Observation data (J2000 epoch)
- Constellation: Eridanus
- Right ascension: 02^{h} 45^{m} 35.80^{s}
- Declination: −17° 41′ 20.00″
- Redshift: 0.025147±0.000083
- Distance: 235 Mly (71.12 Mpc)
- Apparent magnitude (V): 13.1

Characteristics
- Type: SAB(r)a
- Size: 176,900 ly
- Apparent size (V): 1.66' x 0.741'
- Notable features: Maybe an unbarred spiral (?)

Other designations
- PGC 10438, 2MASX J02453607-1741201, MCG-03-08-016, ESO 546-18, GSC 05866-00577, ESO-LV 546-0180, NVSS J024536-174124, HCG 21B, 6dFGS gJ024536.1-174120, SGC 024316-1753.8, LEDA 10438, APMBGC 546+061-119, [SLK2004] 338

= NGC 1100 =

Galaxy in the constellation Eridanus

NGC 1100 is a spiral galaxy located around 235 million light-years away in the constellation Eridanus.
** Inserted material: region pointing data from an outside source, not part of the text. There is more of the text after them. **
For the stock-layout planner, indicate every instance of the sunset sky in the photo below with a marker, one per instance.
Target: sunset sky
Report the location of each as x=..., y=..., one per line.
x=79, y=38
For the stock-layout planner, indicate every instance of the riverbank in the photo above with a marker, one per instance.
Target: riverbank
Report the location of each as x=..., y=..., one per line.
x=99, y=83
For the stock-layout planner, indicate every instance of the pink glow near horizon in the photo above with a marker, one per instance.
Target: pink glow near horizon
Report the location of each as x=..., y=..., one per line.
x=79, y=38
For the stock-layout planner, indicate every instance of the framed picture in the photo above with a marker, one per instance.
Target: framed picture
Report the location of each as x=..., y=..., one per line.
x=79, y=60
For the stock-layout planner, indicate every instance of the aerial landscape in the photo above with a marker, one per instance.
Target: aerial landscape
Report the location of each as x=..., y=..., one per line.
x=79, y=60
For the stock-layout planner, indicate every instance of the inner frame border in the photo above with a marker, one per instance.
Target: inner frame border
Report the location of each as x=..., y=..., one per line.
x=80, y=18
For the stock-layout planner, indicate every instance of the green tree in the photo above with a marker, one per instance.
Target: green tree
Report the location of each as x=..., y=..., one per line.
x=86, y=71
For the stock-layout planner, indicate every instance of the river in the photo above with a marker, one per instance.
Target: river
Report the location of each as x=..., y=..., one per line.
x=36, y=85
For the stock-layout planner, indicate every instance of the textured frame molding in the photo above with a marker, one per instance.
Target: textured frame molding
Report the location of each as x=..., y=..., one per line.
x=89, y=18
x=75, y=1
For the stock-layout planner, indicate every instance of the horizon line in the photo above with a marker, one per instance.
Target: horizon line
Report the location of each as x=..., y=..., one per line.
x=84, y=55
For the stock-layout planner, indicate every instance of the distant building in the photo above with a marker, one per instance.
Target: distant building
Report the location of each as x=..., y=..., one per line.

NGC 1100 is situated close to the celestial equator, and it was discovered on October 17, 1885, by Francis Preserved Leavenworth. NGC 1100 is not known to have much star formation, and is not known to have an active galactic nucleus.

==Supernova==
One supernova has been observed in NGC 1100:
- SN 2024vcj (Type Ia-91bg-like, mag. 19.3561) was discovered by the Zwicky Transient Facility on 9 September 2024.